Bruno Toledo Checchia

sócio da Área Tributária do Bichara Advogados

Com o desfecho da etapa constitucional da reforma tributária no ano passado (Emenda Constitucional 132/2023), a Câmara iniciará agora uma fase crítica de análise e aprovação do projeto de lei complementar (PLP 68/2024) encaminhado pelo governo que regulamenta os termos do novo sistema.
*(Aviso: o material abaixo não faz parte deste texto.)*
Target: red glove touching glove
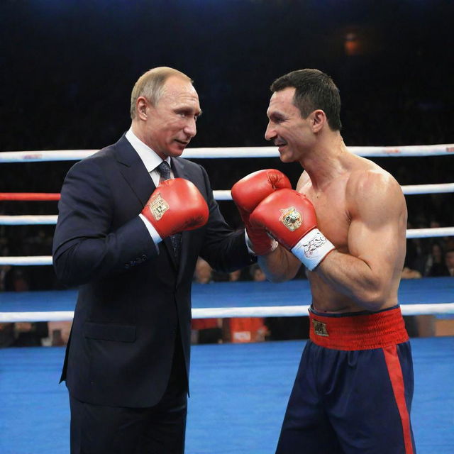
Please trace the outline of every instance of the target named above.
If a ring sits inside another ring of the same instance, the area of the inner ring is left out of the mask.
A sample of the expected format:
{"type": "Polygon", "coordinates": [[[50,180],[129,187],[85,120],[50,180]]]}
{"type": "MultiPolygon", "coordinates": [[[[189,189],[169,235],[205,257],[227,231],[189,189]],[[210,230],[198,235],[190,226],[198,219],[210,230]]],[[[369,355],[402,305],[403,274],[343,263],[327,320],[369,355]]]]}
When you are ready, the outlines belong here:
{"type": "Polygon", "coordinates": [[[201,227],[208,205],[194,183],[183,178],[162,182],[142,210],[161,238],[201,227]]]}
{"type": "Polygon", "coordinates": [[[275,242],[264,228],[251,226],[249,215],[265,197],[282,188],[291,189],[292,184],[282,172],[274,169],[254,172],[232,187],[232,198],[244,222],[252,249],[258,255],[272,251],[275,242]]]}
{"type": "Polygon", "coordinates": [[[292,189],[268,196],[251,214],[250,221],[269,231],[311,271],[335,248],[317,228],[314,205],[292,189]]]}

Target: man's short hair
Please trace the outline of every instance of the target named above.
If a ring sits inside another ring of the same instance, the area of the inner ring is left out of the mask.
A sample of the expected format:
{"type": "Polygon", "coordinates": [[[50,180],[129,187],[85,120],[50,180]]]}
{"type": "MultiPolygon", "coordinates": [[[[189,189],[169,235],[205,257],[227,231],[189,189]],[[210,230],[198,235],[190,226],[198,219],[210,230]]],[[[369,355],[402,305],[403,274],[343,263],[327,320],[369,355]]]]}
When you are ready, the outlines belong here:
{"type": "Polygon", "coordinates": [[[135,118],[135,104],[140,96],[145,96],[153,106],[162,95],[165,81],[171,76],[177,76],[192,83],[190,77],[178,70],[167,66],[160,66],[143,74],[134,84],[131,94],[131,118],[135,118]]]}
{"type": "Polygon", "coordinates": [[[319,70],[299,70],[276,79],[270,89],[274,93],[288,87],[295,89],[293,104],[306,118],[320,109],[333,131],[340,131],[340,96],[333,79],[319,70]]]}

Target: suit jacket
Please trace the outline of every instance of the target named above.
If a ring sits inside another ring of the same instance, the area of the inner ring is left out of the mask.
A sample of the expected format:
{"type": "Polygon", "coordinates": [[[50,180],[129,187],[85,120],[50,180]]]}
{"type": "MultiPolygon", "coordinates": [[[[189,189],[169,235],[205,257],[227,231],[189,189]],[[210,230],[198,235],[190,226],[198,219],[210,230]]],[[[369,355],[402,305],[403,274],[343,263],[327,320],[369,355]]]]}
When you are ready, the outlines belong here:
{"type": "Polygon", "coordinates": [[[179,337],[189,377],[197,257],[221,271],[253,262],[243,232],[233,232],[221,214],[204,169],[172,161],[175,177],[192,182],[209,208],[204,227],[183,232],[179,264],[170,239],[157,250],[138,217],[155,187],[124,135],[75,164],[65,179],[53,263],[62,282],[80,287],[60,381],[79,400],[131,407],[157,403],[179,337]]]}

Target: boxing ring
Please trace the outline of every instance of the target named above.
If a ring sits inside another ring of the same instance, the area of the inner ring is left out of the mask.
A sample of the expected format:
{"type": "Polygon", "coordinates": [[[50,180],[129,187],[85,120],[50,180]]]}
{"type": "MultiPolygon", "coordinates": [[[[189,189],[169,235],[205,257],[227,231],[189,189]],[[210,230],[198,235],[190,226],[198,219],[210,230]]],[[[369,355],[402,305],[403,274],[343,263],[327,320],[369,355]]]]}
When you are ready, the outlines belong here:
{"type": "MultiPolygon", "coordinates": [[[[366,157],[454,154],[454,145],[351,147],[366,157]]],[[[77,160],[97,150],[4,152],[0,164],[77,160]]],[[[185,150],[187,158],[277,157],[274,147],[185,150]]],[[[37,164],[37,165],[39,165],[37,164]]],[[[272,165],[270,166],[272,167],[272,165]]],[[[454,192],[454,183],[402,187],[407,195],[454,192]]],[[[231,200],[216,190],[218,200],[231,200]]],[[[0,200],[57,200],[60,194],[0,193],[0,200]]],[[[0,216],[0,225],[52,225],[57,216],[0,216]]],[[[407,238],[454,236],[454,227],[407,231],[407,238]]],[[[0,257],[0,265],[48,265],[50,256],[0,257]]],[[[0,293],[0,323],[70,321],[74,289],[0,293]]],[[[454,278],[402,280],[404,315],[454,316],[454,278]]],[[[194,284],[194,318],[306,315],[308,282],[194,284]],[[216,298],[214,299],[214,295],[216,298]],[[215,301],[214,300],[216,300],[215,301]],[[216,304],[214,304],[216,303],[216,304]],[[239,304],[240,303],[240,304],[239,304]]],[[[305,340],[192,347],[186,453],[273,453],[305,340]]],[[[411,339],[411,409],[419,454],[454,453],[454,337],[411,339]]],[[[58,380],[64,348],[0,349],[0,453],[69,452],[67,392],[58,380]]]]}

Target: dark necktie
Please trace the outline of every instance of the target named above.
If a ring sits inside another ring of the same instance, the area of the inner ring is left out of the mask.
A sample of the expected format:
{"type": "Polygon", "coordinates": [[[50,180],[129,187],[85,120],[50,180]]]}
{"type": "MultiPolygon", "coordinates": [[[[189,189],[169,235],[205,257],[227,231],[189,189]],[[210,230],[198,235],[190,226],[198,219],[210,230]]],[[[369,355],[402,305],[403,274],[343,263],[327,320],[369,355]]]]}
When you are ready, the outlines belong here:
{"type": "MultiPolygon", "coordinates": [[[[160,182],[163,182],[166,179],[170,179],[170,166],[168,165],[167,161],[162,161],[157,167],[156,170],[157,170],[158,173],[161,176],[160,178],[160,182]]],[[[173,248],[173,253],[178,261],[179,258],[179,249],[182,243],[182,234],[180,233],[175,233],[175,235],[171,235],[170,237],[170,241],[172,242],[172,246],[173,248]]]]}

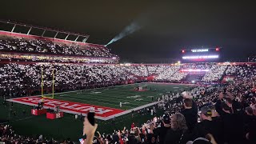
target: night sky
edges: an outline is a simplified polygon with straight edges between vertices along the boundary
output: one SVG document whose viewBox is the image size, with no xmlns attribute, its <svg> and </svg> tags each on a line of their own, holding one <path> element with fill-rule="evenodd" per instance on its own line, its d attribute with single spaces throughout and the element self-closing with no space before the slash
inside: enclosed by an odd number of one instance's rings
<svg viewBox="0 0 256 144">
<path fill-rule="evenodd" d="M 254 2 L 50 0 L 1 2 L 0 19 L 90 34 L 108 43 L 126 26 L 142 28 L 109 45 L 126 62 L 169 62 L 182 48 L 222 47 L 225 59 L 256 54 Z"/>
</svg>

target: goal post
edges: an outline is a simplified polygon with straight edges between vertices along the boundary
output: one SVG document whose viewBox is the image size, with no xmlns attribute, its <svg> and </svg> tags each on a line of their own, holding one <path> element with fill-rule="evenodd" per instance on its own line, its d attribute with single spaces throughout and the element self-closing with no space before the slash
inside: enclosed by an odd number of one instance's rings
<svg viewBox="0 0 256 144">
<path fill-rule="evenodd" d="M 42 66 L 41 68 L 41 97 L 42 97 L 42 101 L 43 101 L 44 98 L 54 98 L 54 68 L 53 68 L 52 71 L 52 94 L 43 94 L 43 87 L 44 87 L 44 83 L 43 83 L 43 68 Z"/>
</svg>

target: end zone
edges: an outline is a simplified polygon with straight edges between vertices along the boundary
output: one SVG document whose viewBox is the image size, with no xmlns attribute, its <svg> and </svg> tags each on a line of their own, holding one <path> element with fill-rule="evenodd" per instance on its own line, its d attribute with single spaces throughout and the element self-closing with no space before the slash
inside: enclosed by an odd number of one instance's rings
<svg viewBox="0 0 256 144">
<path fill-rule="evenodd" d="M 42 99 L 41 97 L 31 96 L 31 97 L 7 99 L 6 101 L 20 103 L 23 105 L 28 105 L 28 106 L 37 106 L 38 102 L 41 101 L 41 99 Z M 119 117 L 119 116 L 131 113 L 132 111 L 136 111 L 140 109 L 143 109 L 145 107 L 149 107 L 149 106 L 156 105 L 161 102 L 161 101 L 151 102 L 151 103 L 141 106 L 134 109 L 127 110 L 106 107 L 106 106 L 94 106 L 90 104 L 47 98 L 44 98 L 44 102 L 45 102 L 44 107 L 46 109 L 54 110 L 55 105 L 58 105 L 60 106 L 60 110 L 62 112 L 78 114 L 78 115 L 80 115 L 82 114 L 83 116 L 86 116 L 91 108 L 94 108 L 95 118 L 106 121 L 114 117 Z"/>
<path fill-rule="evenodd" d="M 37 106 L 41 101 L 42 98 L 38 96 L 18 98 L 13 99 L 7 99 L 9 102 L 16 103 L 28 105 L 28 106 Z M 49 98 L 44 98 L 44 107 L 46 109 L 54 109 L 55 105 L 60 106 L 60 110 L 65 113 L 74 114 L 80 115 L 86 115 L 91 108 L 95 110 L 95 118 L 101 120 L 110 119 L 113 115 L 116 115 L 119 113 L 124 112 L 125 110 L 114 109 L 110 107 L 105 107 L 100 106 L 94 106 L 85 103 L 73 102 L 68 101 L 62 101 L 58 99 L 53 99 Z"/>
</svg>

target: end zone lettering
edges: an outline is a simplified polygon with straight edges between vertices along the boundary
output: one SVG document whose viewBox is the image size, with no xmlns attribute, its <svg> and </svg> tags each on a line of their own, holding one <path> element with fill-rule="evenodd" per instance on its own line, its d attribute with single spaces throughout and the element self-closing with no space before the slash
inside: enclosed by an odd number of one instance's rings
<svg viewBox="0 0 256 144">
<path fill-rule="evenodd" d="M 30 106 L 37 106 L 38 103 L 41 102 L 41 100 L 42 98 L 40 97 L 36 96 L 10 99 L 10 102 Z M 119 109 L 94 106 L 85 103 L 73 102 L 51 98 L 44 99 L 44 106 L 46 107 L 54 108 L 56 105 L 58 105 L 60 106 L 60 110 L 63 112 L 78 114 L 86 114 L 90 111 L 90 110 L 91 110 L 91 108 L 94 108 L 95 110 L 95 115 L 99 118 L 109 117 L 124 111 Z"/>
</svg>

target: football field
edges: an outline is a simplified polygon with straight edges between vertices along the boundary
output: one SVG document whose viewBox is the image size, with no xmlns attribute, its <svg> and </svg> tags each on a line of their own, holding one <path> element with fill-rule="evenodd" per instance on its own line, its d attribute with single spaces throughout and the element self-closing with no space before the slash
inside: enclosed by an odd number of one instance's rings
<svg viewBox="0 0 256 144">
<path fill-rule="evenodd" d="M 137 86 L 147 86 L 145 91 L 135 91 L 134 88 Z M 188 90 L 193 86 L 179 84 L 161 84 L 161 83 L 141 83 L 134 85 L 125 85 L 108 88 L 87 90 L 84 91 L 71 91 L 61 94 L 55 94 L 54 102 L 66 102 L 102 107 L 110 110 L 118 110 L 126 112 L 133 109 L 152 103 L 152 98 L 155 102 L 162 94 L 169 94 L 171 90 L 175 94 L 180 89 Z M 150 90 L 151 87 L 151 90 Z M 50 96 L 50 95 L 49 95 Z M 28 97 L 41 100 L 38 97 Z M 1 99 L 2 102 L 2 99 Z M 28 101 L 27 101 L 28 102 Z M 34 101 L 32 105 L 36 105 Z M 119 103 L 122 102 L 120 107 Z M 47 101 L 46 101 L 46 103 Z M 9 104 L 9 103 L 8 103 Z M 30 106 L 32 106 L 30 105 Z M 0 119 L 9 119 L 10 124 L 14 126 L 17 134 L 37 136 L 43 134 L 45 137 L 54 138 L 58 140 L 70 138 L 73 141 L 78 141 L 81 138 L 82 122 L 75 120 L 72 113 L 65 113 L 64 118 L 50 120 L 46 115 L 33 116 L 30 114 L 31 106 L 30 104 L 14 102 L 12 111 L 16 114 L 10 113 L 9 106 L 0 106 Z M 62 108 L 61 108 L 62 109 Z M 26 113 L 23 114 L 23 111 Z M 85 111 L 87 113 L 86 111 Z M 157 116 L 162 115 L 163 110 L 157 110 Z M 135 113 L 131 117 L 130 113 L 116 117 L 114 124 L 111 120 L 97 120 L 98 124 L 98 130 L 102 133 L 111 133 L 114 130 L 122 129 L 123 126 L 130 126 L 131 122 L 137 126 L 142 124 L 148 119 L 152 118 L 150 114 L 141 115 Z"/>
<path fill-rule="evenodd" d="M 135 87 L 143 87 L 140 91 Z M 109 120 L 157 104 L 158 99 L 165 94 L 176 94 L 181 89 L 190 88 L 184 85 L 140 83 L 110 86 L 87 90 L 76 90 L 55 94 L 54 98 L 44 98 L 45 108 L 54 109 L 58 105 L 65 113 L 86 115 L 92 108 L 96 118 Z M 52 96 L 51 94 L 48 95 Z M 37 106 L 40 96 L 9 99 L 8 101 Z"/>
</svg>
Os inúmeros detalhes desse projeto, com aproximadamente 500 artigos, serão determinantes para cumprir o objetivo de tornar a tributação sobre o consumo mais simples, objetiva e justa.

Um dos principais aspectos introduzidos pela reforma foi a mudança no critério espacial de incidência dos tributos: sai a lógica da tributação na origem (regra atual do ICMS, por exemplo) e entra a do destino.

Essa estrutura de tributação atual, que privilegia a tributação no estado produtor (origem), além de não colaborar com o desenvolvimento de uma cidadania fiscal, fomentou a famigerada "guerra fiscal", com a concessão de benefícios fiscais de ICMS muitas vezes inconstitucionais e que, ao fim e ao cabo, inviabilizaram fiscalmente os entes concedentes de tais benesses. Andou bem, portanto, o legislador constitucional ao alterar essa lógica.

O precipício fiscal criado por essa situação belicosa, contudo, já tinha sido antevisto pelos estados e, diante da insustentabilidade do conflito permanente, após longo debate, as discussões foram parcialmente resolvidas com a edição da Lei Complementar 160/2017: ela convalidou os benefícios fiscais até então tidos como inconstitucionais e garantiu sua manutenção até 2033, resguardando o direito dos contribuintes —o marisco entre o mar e o rochedo— que, de boa-fé, promoveram investimentos relevantes para transferir suas operações a determinado estado.

Ocorre que a reforma, ao prever início da transição dos impostos estaduais a partir de 2029, limitou essa compensação prevista na Lei Complementar 160/2017, motivo pelo qual, igualmente preocupada com os contribuintes, previu-se a criação de um Fundo, a ser mantido pela União Federal, para compensar as empresas que perderão antecipadamente seus benefícios.

Os requisitos iniciais para o acesso ao fundo foram previstos na própria Constituição Federal: necessidade de que o benefício houvesse sido concedido por prazo certo e mediante condição, ou que houvesse sido homologado pela LC 160/17. Mais detalhes para acesso aos recursos do fundo, contudo, só foram divulgados agora, com a disponibilização do PLP 68/2024.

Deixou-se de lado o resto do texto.